Missingness correlates

Packages: dplyr, tidyr, ggplot2, ggpubr


Missingness is fundamentally associated with ESM designs because of the burden of such studies. Then, it may be explained by predictors, such as age or experimental condition. Plots can help in this investigation. Particularly, we can investigate different levels of the data:

  • Beep-level: does the likelihood of completing a beep response at time t+1 correlate with a time-variant factor at time t?
  • Day-level: does the number of beeps fulfilled in a day correlate with predictors?
  • Person-level: does the number of valid observations over the study correlate with participants variable (e.g., age)?

For each, we can look at the influence of categorical (e.g., ‘location’) or continuous (e.g., self-reported items such as ‘PA1’) variables.

Importantly, here, ‘missingness’ is interpreted as instances where observations are designated as invalid (see flag valid observation section). Consequently, the definition of an invalid observation might be more or less strickly related to missingness stricto sensu, depending on the definition you use.
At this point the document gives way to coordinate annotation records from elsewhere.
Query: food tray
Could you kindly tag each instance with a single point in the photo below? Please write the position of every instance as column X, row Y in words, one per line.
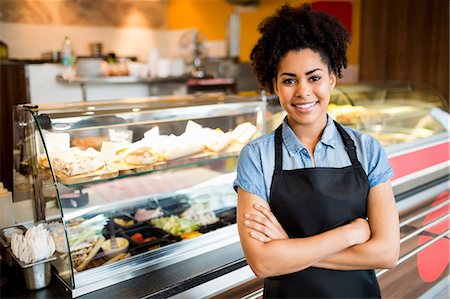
column 147, row 232
column 174, row 205
column 126, row 218
column 101, row 174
Note that we only investigate descriptive statistics, which does not allow us to draw strong conclusions on predictors.

Beep-level

The main question is: does the likelihood of completing a beep response at time t+1 correlate with a time-variant factor at time t, such as experiencing positive affects (for instance, feeling happy)? To have insights on this question, our first step is to lead the valid variables. In other words, we delay from one row the valid variable to have the information of the next beep at time t+1. Not that missing values in the ‘next_valid’ variable are due to the last beep of the participant, which does not have a following beep. Hence, we can filter out these cases.

data_beep = data %>%
    group_by(id) %>%
    mutate(next_valid = lead(valid)) %>%
    filter(!is.na(next_valid)) %>%
    ungroup()

Then, we can plot the proportion of valid answers at time t+1 in function of:

  • a categorical variable: we will use the ‘location’ variable wich different labels from ‘A’ to ‘D’.
  • a continuous variable: we will use the ‘PA1’ and ‘PA3’ variables, which are self-reported items. Here, we will create bins using the custom function ‘create_bins’ to have a better visualization of the data.
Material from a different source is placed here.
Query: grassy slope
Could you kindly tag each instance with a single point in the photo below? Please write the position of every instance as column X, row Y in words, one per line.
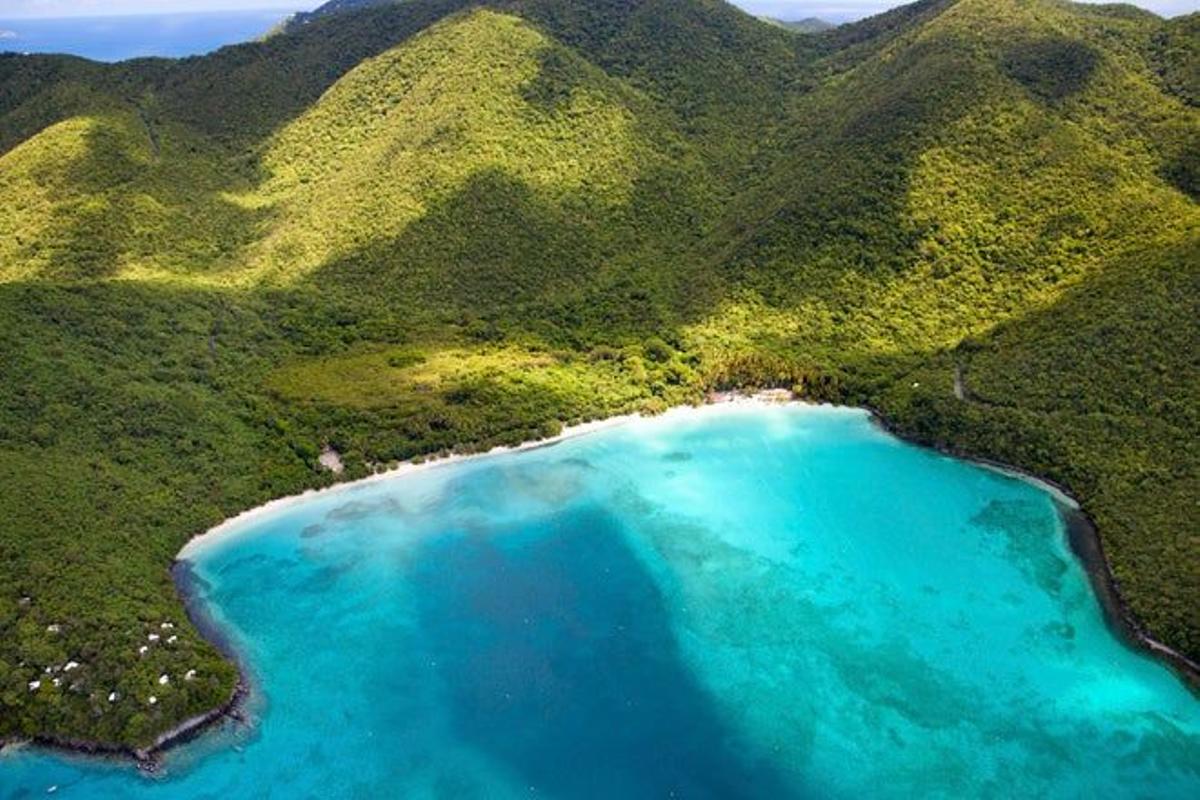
column 419, row 227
create_bins <- function(x, n_bins) {
  range_max <- max(x, na.rm = TRUE)
  range_min <- min(x, na.rm = TRUE)
  bin_width <- ceiling((range_max - range_min) / n_bins)
  
  breaks <- seq(range_min, range_max, by = bin_width)
  if (tail(breaks, n=1) != range_max) {
      breaks <- c(breaks, range_max + 1)
  }
  
  labels <- paste("[", head(breaks, -1), ":", tail(breaks, -1) - 1, "]", sep="")
  categories <- cut(x, breaks = breaks, labels = labels, include.lowest = TRUE, right = FALSE)
  return(categories)
}

n_bins = 15 # Number of bins
data_beep %>% 
    filter(valid==1) %>% 
    gather(var, val, PA1, PA2) %>%
    mutate(val_cat = create_bins(val, n = n_bins)) %>% # Customize bins using the argument n 
    ggplot(aes(x=val_cat, fill=factor(next_valid))) +
        geom_bar(position = "fill") +
        facet_wrap(var~.) +
        theme(axis.text.x = element_text(angle = 90))

In the above plot, it looks like that higher values of PA2 might be linked to higher number of invalid answer the next beep.


Day-level

At a day level, our focus shifts to knowing if some predictors have an effect on the number of valid observations per day and per participant. In this context, not only do we can consider time-variant predictors, but also time-invariant predictors (e.g., age). We must first aggregate our data on a daily basis and compute the number of valid observations for each participant per day. In addition, we must compute the aggregate scores of each time-varying variables of interest to later explore their potentiel influence.

df_day = data %>%
    filter(valid==1) %>%
    group_by(id, daycum, age, cond_perso) %>%
    summarise(nb_valid = sum(valid),
              PA1_mean = mean(PA1, na.rm=TRUE),
              PA2_mean = mean(PA2, na.rm=TRUE))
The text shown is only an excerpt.